Elsewhere, Ebony Eyez details a loving relationship on the smooth "Hot Chick" and hits her creative apex on "Dear Father," an impassioned, guitar-driven song she wrote as if she were talking to God. On the emotional song, she frankly discusses the failing health of family members, her financial struggles and her relationship problems. "It's a real look at how my life is at the moment," she says. "A lot of people think everything changes overnight once you get a record deal. I'm trying to let it be known that it's not the case. It means that you've got to work harder when it happens. I'm still dealing with the same problems, driving the same car, living in the same place right now. I was up late one night and started feeling the urge to write.
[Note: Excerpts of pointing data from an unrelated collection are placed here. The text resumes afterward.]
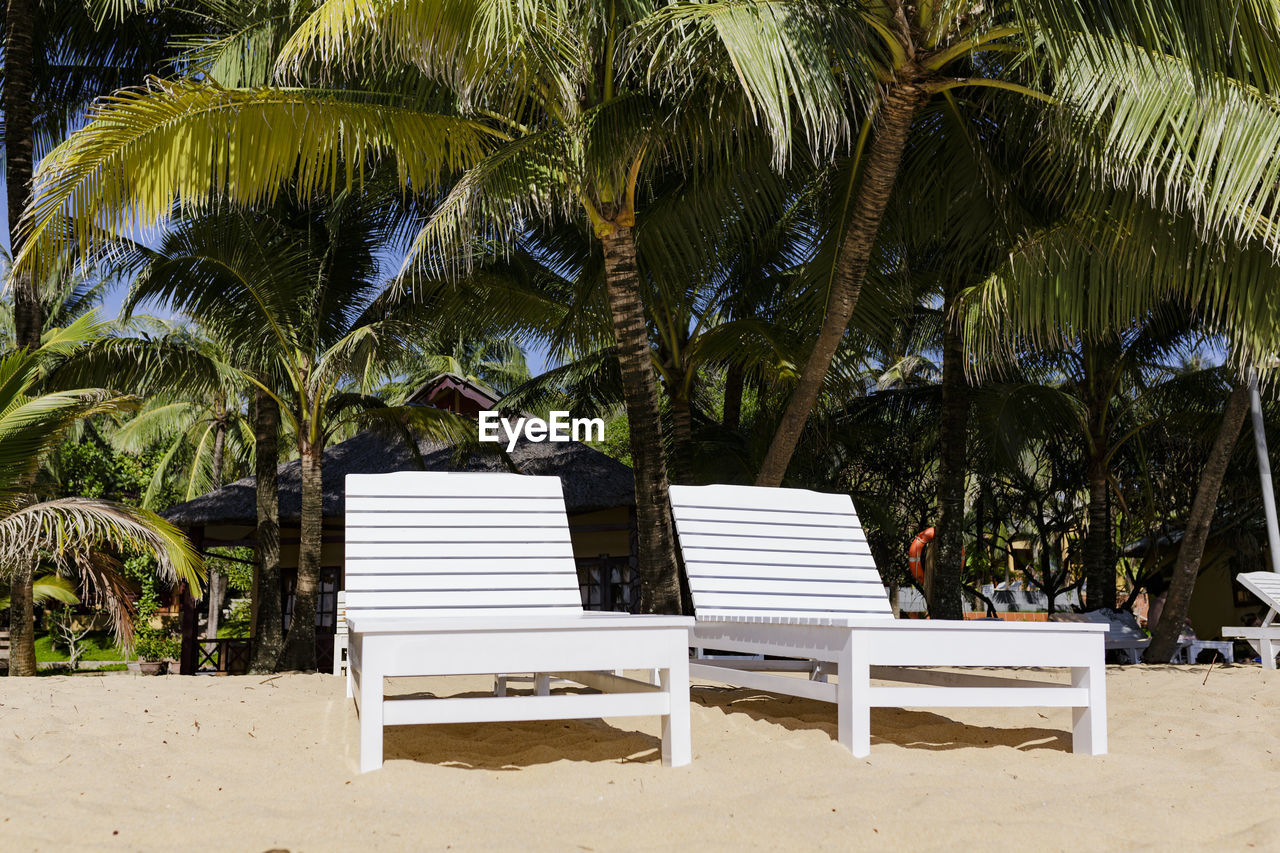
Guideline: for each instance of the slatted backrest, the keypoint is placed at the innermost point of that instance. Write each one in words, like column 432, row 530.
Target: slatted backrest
column 444, row 543
column 1265, row 585
column 776, row 553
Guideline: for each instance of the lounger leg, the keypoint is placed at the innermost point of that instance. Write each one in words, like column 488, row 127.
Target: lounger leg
column 1089, row 724
column 370, row 717
column 676, row 742
column 853, row 693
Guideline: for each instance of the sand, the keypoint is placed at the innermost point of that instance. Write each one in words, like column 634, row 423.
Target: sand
column 124, row 762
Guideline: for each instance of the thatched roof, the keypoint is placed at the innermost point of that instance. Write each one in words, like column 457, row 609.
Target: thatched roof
column 592, row 479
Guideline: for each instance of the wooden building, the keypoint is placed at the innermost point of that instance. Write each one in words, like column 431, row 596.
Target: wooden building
column 599, row 496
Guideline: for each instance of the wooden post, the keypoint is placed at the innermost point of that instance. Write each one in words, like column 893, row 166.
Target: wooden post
column 187, row 607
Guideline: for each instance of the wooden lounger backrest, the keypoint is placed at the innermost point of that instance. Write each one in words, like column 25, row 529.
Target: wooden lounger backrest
column 444, row 543
column 1265, row 585
column 786, row 553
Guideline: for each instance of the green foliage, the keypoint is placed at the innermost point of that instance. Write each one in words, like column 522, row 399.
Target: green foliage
column 238, row 570
column 156, row 646
column 617, row 439
column 238, row 621
column 99, row 646
column 91, row 468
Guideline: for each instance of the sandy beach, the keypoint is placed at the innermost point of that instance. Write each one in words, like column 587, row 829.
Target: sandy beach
column 123, row 762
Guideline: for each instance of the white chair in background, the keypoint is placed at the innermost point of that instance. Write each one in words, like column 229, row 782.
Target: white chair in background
column 787, row 573
column 1264, row 638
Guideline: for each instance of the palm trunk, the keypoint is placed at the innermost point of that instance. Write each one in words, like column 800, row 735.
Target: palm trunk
column 945, row 596
column 268, row 621
column 682, row 436
column 1164, row 639
column 22, row 620
column 219, row 451
column 27, row 311
column 734, row 382
column 1100, row 568
column 216, row 579
column 300, row 644
column 880, row 172
column 18, row 144
column 659, row 578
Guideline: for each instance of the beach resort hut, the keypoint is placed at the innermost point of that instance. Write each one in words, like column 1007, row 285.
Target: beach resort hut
column 599, row 496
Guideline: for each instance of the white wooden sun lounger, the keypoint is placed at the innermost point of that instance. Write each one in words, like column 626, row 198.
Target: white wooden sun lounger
column 474, row 574
column 1265, row 638
column 787, row 573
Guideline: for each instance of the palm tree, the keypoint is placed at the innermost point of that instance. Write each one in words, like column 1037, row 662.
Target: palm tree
column 528, row 121
column 297, row 299
column 46, row 89
column 76, row 534
column 896, row 58
column 204, row 434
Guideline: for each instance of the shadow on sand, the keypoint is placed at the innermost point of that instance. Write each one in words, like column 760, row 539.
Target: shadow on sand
column 909, row 729
column 516, row 746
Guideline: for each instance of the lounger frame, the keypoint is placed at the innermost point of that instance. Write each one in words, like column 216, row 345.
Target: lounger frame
column 474, row 574
column 1265, row 638
column 787, row 573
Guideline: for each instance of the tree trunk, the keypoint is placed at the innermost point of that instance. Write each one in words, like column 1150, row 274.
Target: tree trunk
column 219, row 451
column 28, row 316
column 734, row 382
column 300, row 644
column 682, row 436
column 659, row 578
column 18, row 142
column 216, row 579
column 880, row 172
column 1164, row 639
column 1100, row 566
column 22, row 620
column 268, row 620
column 945, row 596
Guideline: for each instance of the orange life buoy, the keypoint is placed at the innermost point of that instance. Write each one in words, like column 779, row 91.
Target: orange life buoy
column 915, row 555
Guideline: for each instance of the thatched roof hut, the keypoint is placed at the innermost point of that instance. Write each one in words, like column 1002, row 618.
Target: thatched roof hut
column 592, row 480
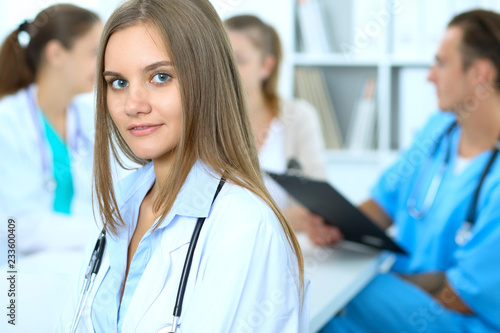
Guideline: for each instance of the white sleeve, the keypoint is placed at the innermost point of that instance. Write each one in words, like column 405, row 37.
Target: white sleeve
column 249, row 281
column 23, row 199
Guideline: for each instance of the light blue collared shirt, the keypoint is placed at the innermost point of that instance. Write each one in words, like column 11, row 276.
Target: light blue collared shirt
column 194, row 199
column 243, row 264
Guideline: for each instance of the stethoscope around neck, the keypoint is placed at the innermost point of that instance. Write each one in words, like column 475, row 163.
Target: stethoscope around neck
column 464, row 233
column 49, row 182
column 95, row 264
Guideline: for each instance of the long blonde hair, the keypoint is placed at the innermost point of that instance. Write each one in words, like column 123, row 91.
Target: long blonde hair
column 215, row 126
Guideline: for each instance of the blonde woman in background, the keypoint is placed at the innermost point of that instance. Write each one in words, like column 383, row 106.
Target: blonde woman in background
column 47, row 131
column 284, row 129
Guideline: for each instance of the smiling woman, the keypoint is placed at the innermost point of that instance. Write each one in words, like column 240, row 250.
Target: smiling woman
column 139, row 85
column 169, row 95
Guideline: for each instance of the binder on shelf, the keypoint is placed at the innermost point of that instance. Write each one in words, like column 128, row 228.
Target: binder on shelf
column 361, row 132
column 312, row 27
column 417, row 101
column 310, row 85
column 322, row 199
column 407, row 31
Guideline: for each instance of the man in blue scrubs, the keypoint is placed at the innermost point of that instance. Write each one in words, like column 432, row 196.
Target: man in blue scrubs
column 450, row 282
I had the track already and I felt like I needed to write a letter to God right now."
With so many different sounds and musical feels on 7 Day Cycle, it is no wonder that Ebony Eyez often vibes off the beat before she starts writing her lyrics. "I like to listen to the beat and let it talk to me," she says. "It gives me the instructions of what to do with the song a lot of times. I make sure that I flow for a minute, but I always kind of go somewhere else for a few bars to make sure that I keep people's attention. I like to give people that like to really hear lyrics something and then people who don't really pay attention to lyrics sometimes."
Born and raised in St. Louis, Ebony Eyez has been a microphone fiend since she was a child. By age 9, she was already in a local group and spent most of her free time practicing her rapping and dancing skills. The group never took off, but after a few years off from music, she resumed writing lyrics.
Ebony Eyez then tried college, but music was still calling her. She formed a rap duo with another female rapper, but her partner in rhyme soon deserted. Ebony Eyez decided that was a sign to push even harder to reach her dream of rap stardom.
"I realized that I had put so much time and energy into this and I'm not the type of person that can do something and just give up on it," she says. "I'm too stubborn for that, so I was like, 'It's time to go hard.' I just went hard with it."
Through a mutual friend, Ebony Eyez got in touch with rising music executive Big Bob, who was managing J-Kwon. Bob reconnected her with her friends The TrackBoyz, then riding high thanks to their work with J-Kwon. The TrackBoyz were impressed with Ebony's work and started recording with her.
Ebony's energetic rhymes earned her slots on J-Kwon's platinum Hood Hop album and the XXX2 soundtrack. Now, with the buzz surrounding "In Ya Face" and 7 Day Cycle building, Ebony Eyez is ready to show why she's the first female rapper from St. Louis to break nationally.
"I'm trying to stand on my own two feet," she says. "I'm raw, real and ready to show what I've got. I'm trying to make a statement."